Rule 8 — Async Is A Choice, Not An Accident
Why: Mixing async def with blocking I/O is the silent killer of Python web apps. Claude will write async def then call requests.get() because both look like "the Python way."
## Async rules
- A function is fully `async def` (every awaited call is non-blocking) or fully sync.
- Inside `async def`: no `requests`, no sync DB drivers, no `time.sleep`, no sync file I/O.
- Use `httpx.AsyncClient`, `asyncio.sleep`, async SQLAlchemy, `aiofiles`.
- If a sync-only library is unavoidable, wrap with `await asyncio.to_thread(fn, ...)`.
- The event loop is created by the framework — never `asyncio.run()` inside library code.
Rule 9 — Configuration Is Typed And Loaded Once
Why: os.environ.get("API_KEY", "") scattered across thirty files is how a missing env var becomes a 500 in prod. AI assistants love this pattern because it's what they saw most.
## Configuration
- All env vars are loaded via a single `Settings` class (Pydantic `BaseSettings` or `dataclasses`).

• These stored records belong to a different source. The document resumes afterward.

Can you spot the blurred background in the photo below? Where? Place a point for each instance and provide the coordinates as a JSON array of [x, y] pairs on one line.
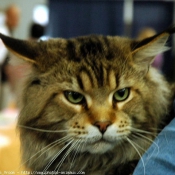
[[36, 19]]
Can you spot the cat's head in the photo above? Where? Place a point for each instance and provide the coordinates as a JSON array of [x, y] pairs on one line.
[[95, 94]]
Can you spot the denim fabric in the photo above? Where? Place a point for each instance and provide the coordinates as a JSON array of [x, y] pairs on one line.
[[160, 157]]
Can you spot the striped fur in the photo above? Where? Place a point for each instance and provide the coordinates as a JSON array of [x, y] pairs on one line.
[[103, 133]]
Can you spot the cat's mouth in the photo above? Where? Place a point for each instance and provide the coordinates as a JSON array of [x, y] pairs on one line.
[[99, 147]]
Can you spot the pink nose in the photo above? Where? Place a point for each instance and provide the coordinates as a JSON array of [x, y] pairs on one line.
[[102, 126]]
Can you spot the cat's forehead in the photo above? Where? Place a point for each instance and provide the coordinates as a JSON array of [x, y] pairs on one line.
[[93, 61], [93, 47]]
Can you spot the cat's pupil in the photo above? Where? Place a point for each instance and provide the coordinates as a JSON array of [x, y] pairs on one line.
[[74, 97], [121, 94]]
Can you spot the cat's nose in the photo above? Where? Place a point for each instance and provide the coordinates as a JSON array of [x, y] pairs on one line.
[[102, 126]]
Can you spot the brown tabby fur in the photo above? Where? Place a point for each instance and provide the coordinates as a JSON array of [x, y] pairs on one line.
[[96, 67]]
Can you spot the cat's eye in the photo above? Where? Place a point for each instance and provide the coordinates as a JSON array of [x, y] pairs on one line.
[[74, 97], [121, 94]]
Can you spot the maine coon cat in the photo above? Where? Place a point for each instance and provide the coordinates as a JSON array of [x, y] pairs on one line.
[[91, 104]]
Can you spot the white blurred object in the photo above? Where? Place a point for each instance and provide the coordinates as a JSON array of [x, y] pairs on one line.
[[41, 14], [4, 30]]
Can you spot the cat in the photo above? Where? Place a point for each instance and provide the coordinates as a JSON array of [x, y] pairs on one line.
[[92, 104]]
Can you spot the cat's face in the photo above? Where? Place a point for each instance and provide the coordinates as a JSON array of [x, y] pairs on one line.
[[92, 95]]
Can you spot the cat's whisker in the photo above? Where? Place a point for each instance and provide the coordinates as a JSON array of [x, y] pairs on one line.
[[76, 152], [134, 146], [55, 157], [42, 130], [142, 131], [66, 154], [46, 148]]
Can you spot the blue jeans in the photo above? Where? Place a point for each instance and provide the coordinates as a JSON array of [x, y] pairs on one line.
[[159, 160]]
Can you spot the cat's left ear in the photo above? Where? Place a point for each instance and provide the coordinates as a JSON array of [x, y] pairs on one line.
[[144, 51]]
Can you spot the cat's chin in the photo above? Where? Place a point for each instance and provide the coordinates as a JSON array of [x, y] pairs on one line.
[[99, 147]]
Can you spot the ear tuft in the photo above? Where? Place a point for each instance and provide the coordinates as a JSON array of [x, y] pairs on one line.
[[146, 53]]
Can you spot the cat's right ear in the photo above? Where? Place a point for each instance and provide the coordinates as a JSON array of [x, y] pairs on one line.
[[26, 50], [144, 51]]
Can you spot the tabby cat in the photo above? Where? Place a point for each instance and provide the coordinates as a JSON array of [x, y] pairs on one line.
[[91, 104]]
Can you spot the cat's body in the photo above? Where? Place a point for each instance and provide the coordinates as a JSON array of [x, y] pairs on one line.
[[91, 104]]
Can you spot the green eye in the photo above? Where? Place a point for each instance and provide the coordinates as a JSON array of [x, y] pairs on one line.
[[74, 97], [121, 94]]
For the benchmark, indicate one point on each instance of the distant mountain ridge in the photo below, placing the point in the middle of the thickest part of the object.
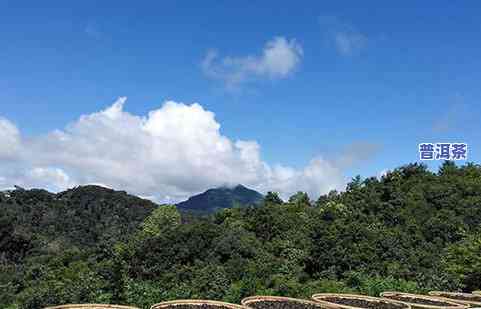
(220, 198)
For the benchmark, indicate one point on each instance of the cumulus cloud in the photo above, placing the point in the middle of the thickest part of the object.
(173, 152)
(9, 139)
(346, 38)
(278, 59)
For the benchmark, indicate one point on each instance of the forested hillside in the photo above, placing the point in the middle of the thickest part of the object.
(411, 230)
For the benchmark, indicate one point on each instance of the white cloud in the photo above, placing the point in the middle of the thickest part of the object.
(279, 58)
(9, 139)
(348, 43)
(173, 152)
(346, 38)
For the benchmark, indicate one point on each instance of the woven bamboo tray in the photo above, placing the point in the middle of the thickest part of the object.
(196, 302)
(436, 303)
(249, 301)
(91, 306)
(468, 299)
(323, 298)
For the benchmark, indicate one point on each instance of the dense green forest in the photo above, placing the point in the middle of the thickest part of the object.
(412, 230)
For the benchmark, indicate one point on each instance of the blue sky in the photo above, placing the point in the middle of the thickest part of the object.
(382, 76)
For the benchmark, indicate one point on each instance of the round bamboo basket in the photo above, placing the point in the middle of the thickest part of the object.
(196, 302)
(323, 298)
(467, 299)
(250, 301)
(411, 299)
(91, 306)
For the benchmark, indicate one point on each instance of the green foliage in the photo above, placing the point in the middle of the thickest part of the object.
(412, 230)
(463, 262)
(162, 218)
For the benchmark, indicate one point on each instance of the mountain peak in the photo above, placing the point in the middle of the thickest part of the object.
(220, 198)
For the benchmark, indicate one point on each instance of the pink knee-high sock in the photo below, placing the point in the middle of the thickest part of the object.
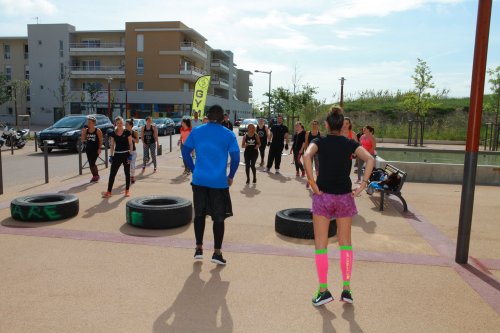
(346, 263)
(322, 267)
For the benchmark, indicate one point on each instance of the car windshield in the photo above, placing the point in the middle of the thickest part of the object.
(70, 122)
(250, 121)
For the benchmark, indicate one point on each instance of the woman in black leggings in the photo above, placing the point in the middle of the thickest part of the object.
(120, 153)
(251, 144)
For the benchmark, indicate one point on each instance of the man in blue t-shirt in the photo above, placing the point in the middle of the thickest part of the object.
(213, 143)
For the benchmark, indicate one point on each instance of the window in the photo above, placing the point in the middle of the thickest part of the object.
(140, 43)
(140, 66)
(6, 52)
(8, 72)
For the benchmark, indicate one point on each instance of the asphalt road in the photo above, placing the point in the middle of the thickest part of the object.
(27, 166)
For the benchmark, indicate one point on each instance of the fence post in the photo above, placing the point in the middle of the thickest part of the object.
(46, 160)
(106, 145)
(79, 147)
(1, 173)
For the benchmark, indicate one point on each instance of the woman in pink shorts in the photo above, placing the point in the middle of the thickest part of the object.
(334, 198)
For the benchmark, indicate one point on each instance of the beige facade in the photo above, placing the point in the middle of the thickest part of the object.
(150, 68)
(14, 65)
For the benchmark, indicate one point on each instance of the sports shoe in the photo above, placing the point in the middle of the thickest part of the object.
(346, 296)
(218, 259)
(322, 298)
(198, 254)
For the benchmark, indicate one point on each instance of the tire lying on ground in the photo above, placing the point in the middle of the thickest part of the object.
(297, 223)
(44, 207)
(159, 212)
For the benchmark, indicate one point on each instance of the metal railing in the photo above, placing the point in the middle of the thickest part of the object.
(105, 45)
(97, 68)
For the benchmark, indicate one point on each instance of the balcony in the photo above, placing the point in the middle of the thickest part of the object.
(83, 72)
(190, 50)
(83, 49)
(219, 65)
(218, 82)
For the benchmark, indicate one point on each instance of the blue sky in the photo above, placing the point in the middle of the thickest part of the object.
(374, 44)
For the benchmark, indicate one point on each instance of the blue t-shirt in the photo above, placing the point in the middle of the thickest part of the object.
(212, 143)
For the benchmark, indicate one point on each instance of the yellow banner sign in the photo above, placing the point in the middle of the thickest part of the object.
(200, 95)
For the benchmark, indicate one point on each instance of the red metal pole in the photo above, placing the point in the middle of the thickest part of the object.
(474, 129)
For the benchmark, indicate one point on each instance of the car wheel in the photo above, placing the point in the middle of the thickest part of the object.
(159, 212)
(44, 207)
(297, 223)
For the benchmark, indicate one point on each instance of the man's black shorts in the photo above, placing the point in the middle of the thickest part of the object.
(215, 202)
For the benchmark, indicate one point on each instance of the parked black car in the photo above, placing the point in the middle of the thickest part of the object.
(66, 131)
(165, 126)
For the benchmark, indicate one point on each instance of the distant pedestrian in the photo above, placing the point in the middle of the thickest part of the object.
(210, 182)
(263, 133)
(120, 154)
(368, 142)
(93, 138)
(334, 197)
(277, 135)
(299, 139)
(195, 122)
(185, 130)
(129, 124)
(251, 144)
(227, 123)
(149, 142)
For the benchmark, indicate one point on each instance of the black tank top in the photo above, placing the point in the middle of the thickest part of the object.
(312, 137)
(149, 137)
(251, 142)
(262, 134)
(92, 140)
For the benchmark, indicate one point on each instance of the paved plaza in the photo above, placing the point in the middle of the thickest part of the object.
(95, 273)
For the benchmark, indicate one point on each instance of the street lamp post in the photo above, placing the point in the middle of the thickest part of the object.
(342, 79)
(269, 101)
(109, 96)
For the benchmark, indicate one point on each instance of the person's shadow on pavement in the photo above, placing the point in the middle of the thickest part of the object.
(199, 306)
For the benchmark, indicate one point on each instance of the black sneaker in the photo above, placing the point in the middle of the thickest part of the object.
(346, 296)
(322, 298)
(198, 254)
(218, 259)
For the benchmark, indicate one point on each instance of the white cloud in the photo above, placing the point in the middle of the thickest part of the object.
(30, 7)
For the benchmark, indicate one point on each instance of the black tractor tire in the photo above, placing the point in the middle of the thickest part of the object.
(297, 223)
(44, 207)
(159, 212)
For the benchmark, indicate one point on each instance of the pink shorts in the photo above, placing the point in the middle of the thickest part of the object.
(334, 205)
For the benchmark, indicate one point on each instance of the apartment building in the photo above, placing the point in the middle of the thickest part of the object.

- The settings instance is imported, never re-read from `os.environ`.
- Secrets have NO default. A missing secret must crash on startup, not at request time.
- `.env.example` is committed and lists every variable. `.env` is gitignored.
- Different environments don't branch in code — they load different settings classes.
Rule 10 — Boundaries: What Claude Must Not Touch
Why: Without explicit boundaries, AI assistants "helpfully" rewrite migrations, regenerate lockfiles, or refactor legacy code that's load-bearing. Tell it where to stop.
## Boundaries
- Do NOT modify files in `migrations/` once they've been applied to any environment.
- Do NOT edit `uv.lock` directly — use `uv add` / `uv lock`.
- Do NOT refactor `app/legacy/` — migration in progress, scope it out.
- Do NOT add new top-level dependencies without explicit approval.
- One logical change per commit. If a task spans modules, split it.
A Minimal CLAUDE.md Skeleton
If you want to start today, drop this at the root:
# CLAUDE.md
## Stack
- Python 3.12, uv, ruff, pytest, mypy --strict
- Pydantic v2, httpx, structlog
## Rules
- Type hints mandatory, `mypy --strict` passes
- `uv` is the only dependency tool
- No bare `except:`. No `print()` outside `bin/`
- All tests are `pytest`. No real network calls.
- `ruff format` + `ruff check` pass before commit
- Settings loaded once via Pydantic `BaseSettings`
## Boundaries
- No edits to `migrations/`, `uv.lock`, or `app/legacy/`
- One logical change per commit
- Ask before adding dependencies
That alone will fix 80% of the bad code Claude generates in a fresh Python repo.
Where To Go From Here
These 10 rules are the foundation. The full CLAUDE.md files I run on production Python projects cover another forty rules — packaging, security headers, dependency injection patterns, structured logging schemas, CI matrix conventions, and framework-specific rules for Django, FastAPI, Flask, and Celery.
If you want the whole pack — battle-tested rules across Python, TypeScript, React, Next.js, Go, Rust, Docker, and more — I've put it together as the CLAUDE.md Rules Pack. One file per stack, drop it in your repo, stop arguing with your AI.
Or just steal the 10 above. They're the highest-leverage ones.
The developers getting the best output from Claude in 2026 aren't the ones writing longer prompts. They're the ones writing better CLAUDE.md files.